New Champion Trees Discovered
The Mississippi Champion Trees Program records the largest trees of various species growing in the state.
Arbor Day in Mississippi is tomorrow (February 12, 2016). The trees you plant tomorrow could grow into Mississippi Champions one day!
The Mississippi Champion Trees Program records the largest trees of various species growing in the state. Of the 175 trees registered as Mississippi Champions, nine are National Champions and five are National Co-champions. The Mississippi Forestry Commission (MFC) has maintained the Champion Trees Program in Mississippi since 1972. The list of Champion Trees is constantly changing as people explore new areas or take a closer look at the trees in their own backyards.
All trees submitted to the Mississippi Champion Tree Program are compared to the most current edition of the American Forests National Register of Big Trees, if applicable; the MFC nominates the submitted tree for additional recognition as a National Champion Tree.
Since November 9, 2015, three new Champion Trees have been discovered. The European Larch (Larix decidua) located in the Greenville Cemetery in Washington County. A European Larch of this size is extremely rare in Mississippi. The current Champion Tree Coordinator, Todd Matthews, said: “You’d have to look for a long time to find one of these [European Larch] in Mississippi, it’s actually a first for me. Even if you did find one, you’re not likely to find another that’s this large in the state.” The European Larch stands 81 feet tall, has a trunk circumference of 10 feet 6 inches, and a crown spread of 60 feet. It was nominated by Wade Wineman of Greenville, Mississippi.
The discovery of the next Mississippi Champion Tree took place in the same Greenville cemetery mentioned above. A Southern classic with lustrous green leaves and fragrant white blooms, the Southern Magnolia has the designation of being both the State Tree of Mississippi and the State Flower. The Champion Southern Magnolia (Magnolia grandiflora) measured 80 feet tall, has a trunk circumference of 14 feet 8 inches, and a crown spread of 77 feet 6 inches, also nominated by Mr. Wineman.
Last, the Ginkgo (Ginkgo biloba) discovered at the First Baptist Church of Greenville measured 63 feet tall, has a trunk circumference of 9 feet 9 inches, and a crown spread of 82 feet 8 inches, also discovered by Mr. Wineman. The public can view all three Champion Trees in Greenville, Mississippi.
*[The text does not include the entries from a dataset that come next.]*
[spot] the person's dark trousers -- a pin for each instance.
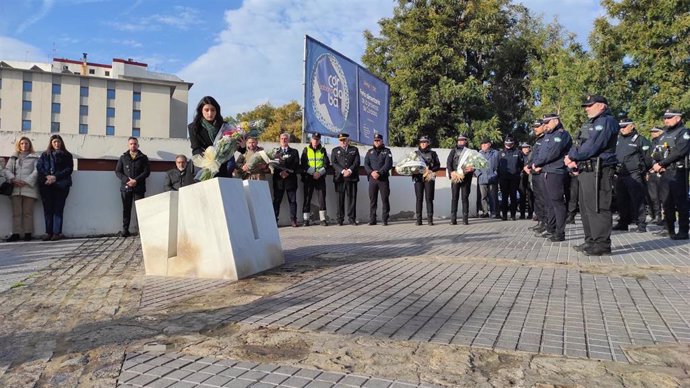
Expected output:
(422, 189)
(128, 198)
(376, 186)
(54, 200)
(349, 190)
(675, 199)
(309, 188)
(292, 202)
(555, 191)
(630, 199)
(455, 189)
(597, 225)
(574, 195)
(539, 197)
(654, 194)
(509, 186)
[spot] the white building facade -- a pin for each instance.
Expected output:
(80, 97)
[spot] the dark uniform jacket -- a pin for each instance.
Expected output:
(554, 147)
(675, 145)
(286, 161)
(432, 162)
(174, 179)
(510, 163)
(379, 159)
(633, 153)
(345, 158)
(601, 141)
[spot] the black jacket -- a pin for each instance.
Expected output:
(137, 169)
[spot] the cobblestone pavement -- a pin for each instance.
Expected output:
(77, 312)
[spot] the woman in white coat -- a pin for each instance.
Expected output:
(21, 172)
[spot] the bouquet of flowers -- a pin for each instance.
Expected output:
(411, 164)
(224, 146)
(470, 158)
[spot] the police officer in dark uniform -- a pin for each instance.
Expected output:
(549, 162)
(510, 164)
(673, 166)
(457, 157)
(346, 162)
(537, 181)
(526, 201)
(425, 184)
(574, 185)
(596, 161)
(378, 163)
(633, 152)
(314, 164)
(654, 180)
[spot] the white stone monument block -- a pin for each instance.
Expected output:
(225, 229)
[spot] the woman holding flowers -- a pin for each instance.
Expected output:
(204, 129)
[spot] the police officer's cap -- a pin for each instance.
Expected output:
(624, 122)
(593, 99)
(672, 113)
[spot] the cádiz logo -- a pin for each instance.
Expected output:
(330, 94)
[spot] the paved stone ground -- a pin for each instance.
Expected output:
(77, 312)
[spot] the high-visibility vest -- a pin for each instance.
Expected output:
(315, 157)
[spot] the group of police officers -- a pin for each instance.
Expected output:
(554, 177)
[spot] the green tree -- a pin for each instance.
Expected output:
(441, 60)
(642, 56)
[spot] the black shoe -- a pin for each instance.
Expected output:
(597, 251)
(582, 247)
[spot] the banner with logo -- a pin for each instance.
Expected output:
(342, 97)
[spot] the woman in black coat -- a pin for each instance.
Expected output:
(55, 178)
(205, 127)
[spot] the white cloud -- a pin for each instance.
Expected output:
(259, 56)
(13, 49)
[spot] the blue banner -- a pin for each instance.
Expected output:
(342, 97)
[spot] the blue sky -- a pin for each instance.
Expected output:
(242, 52)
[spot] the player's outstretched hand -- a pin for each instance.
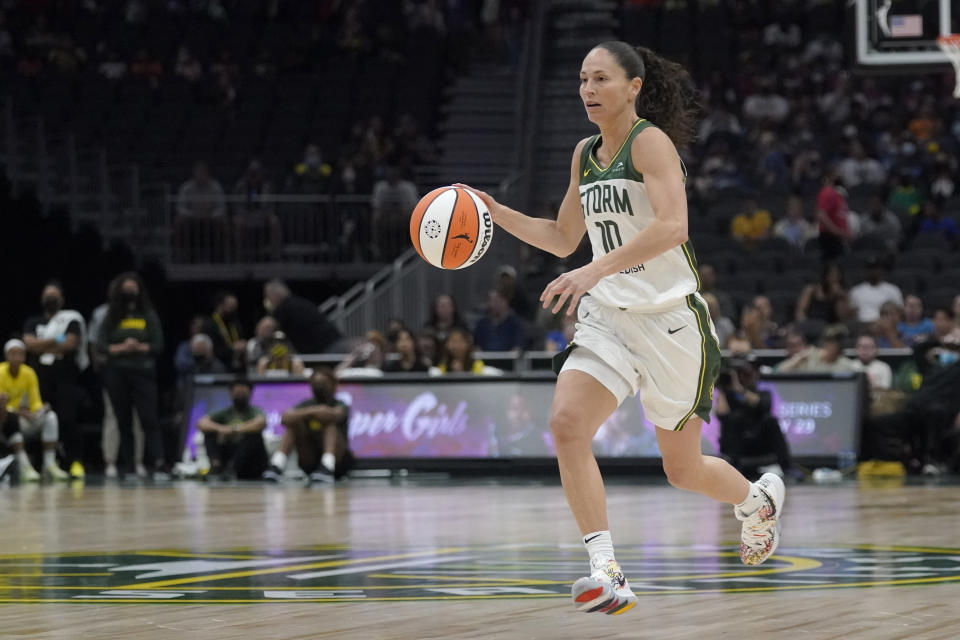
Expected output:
(493, 206)
(570, 286)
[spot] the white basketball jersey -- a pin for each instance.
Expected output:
(615, 209)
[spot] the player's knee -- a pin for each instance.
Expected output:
(566, 428)
(683, 476)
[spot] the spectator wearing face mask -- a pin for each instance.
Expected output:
(233, 436)
(57, 345)
(131, 338)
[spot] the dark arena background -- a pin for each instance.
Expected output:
(226, 185)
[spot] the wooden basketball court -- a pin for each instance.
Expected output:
(470, 559)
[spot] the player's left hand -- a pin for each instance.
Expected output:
(570, 286)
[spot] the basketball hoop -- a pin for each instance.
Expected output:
(950, 45)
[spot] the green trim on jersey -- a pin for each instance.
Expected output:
(691, 256)
(590, 169)
(709, 363)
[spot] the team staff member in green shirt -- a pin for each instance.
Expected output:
(131, 338)
(234, 435)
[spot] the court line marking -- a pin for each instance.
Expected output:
(288, 568)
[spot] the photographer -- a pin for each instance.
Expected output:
(750, 435)
(317, 429)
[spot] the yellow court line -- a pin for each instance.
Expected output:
(51, 575)
(215, 556)
(285, 568)
(504, 581)
(339, 587)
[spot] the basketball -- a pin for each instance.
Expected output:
(451, 228)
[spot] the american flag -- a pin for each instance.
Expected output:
(906, 26)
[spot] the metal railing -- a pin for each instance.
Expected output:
(292, 228)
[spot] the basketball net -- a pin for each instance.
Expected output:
(950, 45)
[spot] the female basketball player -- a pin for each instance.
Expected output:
(642, 324)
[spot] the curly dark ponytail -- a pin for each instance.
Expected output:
(668, 96)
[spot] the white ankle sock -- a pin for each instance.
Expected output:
(752, 502)
(599, 543)
(23, 460)
(329, 461)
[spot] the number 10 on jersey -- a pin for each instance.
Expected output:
(608, 232)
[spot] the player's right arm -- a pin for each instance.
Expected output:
(559, 237)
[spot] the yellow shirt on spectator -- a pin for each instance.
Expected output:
(754, 226)
(25, 384)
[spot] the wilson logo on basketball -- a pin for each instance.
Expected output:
(451, 228)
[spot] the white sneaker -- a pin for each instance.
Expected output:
(605, 591)
(28, 473)
(56, 473)
(760, 533)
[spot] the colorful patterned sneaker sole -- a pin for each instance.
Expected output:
(775, 492)
(593, 596)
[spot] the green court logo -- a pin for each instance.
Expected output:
(345, 574)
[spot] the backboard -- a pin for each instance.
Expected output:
(901, 35)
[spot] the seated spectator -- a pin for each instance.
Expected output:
(828, 358)
(506, 282)
(317, 430)
(914, 327)
(750, 435)
(879, 221)
(300, 319)
(257, 345)
(934, 223)
(187, 66)
(557, 340)
(794, 343)
(794, 227)
(708, 284)
(406, 357)
(234, 436)
(366, 359)
(311, 174)
(758, 325)
(905, 198)
(11, 444)
(857, 169)
(393, 200)
(500, 329)
(201, 196)
(204, 362)
(279, 357)
(57, 342)
(429, 346)
(928, 421)
(833, 216)
(457, 355)
(752, 224)
(721, 323)
(944, 323)
(878, 372)
(867, 297)
(884, 330)
(824, 300)
(229, 347)
(444, 316)
(20, 392)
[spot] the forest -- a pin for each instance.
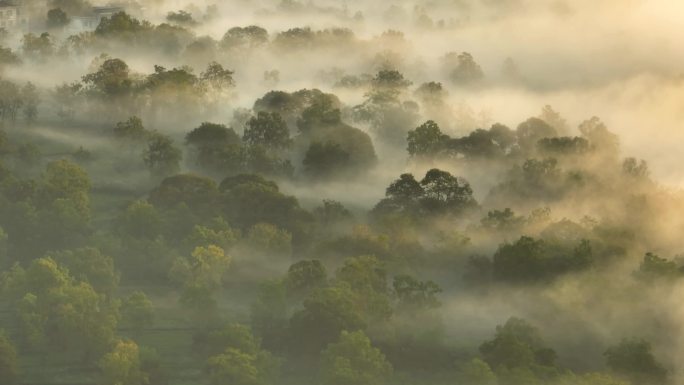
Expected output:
(326, 192)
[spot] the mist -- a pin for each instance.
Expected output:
(475, 192)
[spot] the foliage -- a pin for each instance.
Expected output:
(353, 360)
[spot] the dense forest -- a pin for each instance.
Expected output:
(468, 192)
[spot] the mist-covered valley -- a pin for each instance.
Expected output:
(470, 192)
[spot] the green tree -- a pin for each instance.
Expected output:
(653, 267)
(9, 372)
(137, 312)
(444, 192)
(55, 311)
(467, 71)
(30, 99)
(122, 366)
(415, 296)
(216, 147)
(268, 239)
(91, 266)
(38, 46)
(325, 160)
(112, 79)
(304, 276)
(161, 156)
(57, 18)
(353, 360)
(327, 312)
(206, 267)
(131, 130)
(477, 372)
(217, 78)
(233, 367)
(531, 131)
(633, 359)
(268, 130)
(244, 37)
(120, 26)
(517, 344)
(426, 140)
(140, 220)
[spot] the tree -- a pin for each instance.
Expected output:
(217, 78)
(268, 130)
(38, 46)
(216, 146)
(122, 366)
(206, 267)
(57, 18)
(91, 266)
(30, 98)
(477, 372)
(322, 113)
(194, 191)
(120, 26)
(327, 312)
(415, 296)
(632, 358)
(531, 131)
(237, 358)
(326, 160)
(8, 362)
(653, 267)
(233, 367)
(367, 277)
(244, 37)
(137, 312)
(304, 276)
(554, 119)
(55, 311)
(600, 137)
(181, 17)
(353, 360)
(467, 71)
(517, 344)
(269, 240)
(132, 130)
(66, 186)
(161, 156)
(426, 140)
(112, 79)
(140, 220)
(443, 191)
To nominate a tree, contact the MFC office in the county in which the candidate tree is located. Any qualified forester may make the official measurements for the nomination of a potential Champion Tree. Only the species listed in the USDA Forest Service publication Checklist of United States Trees (Native and Naturalized), by Elbert L. Little, Jr., are eligible for listing in Champion Tress of Mississippi.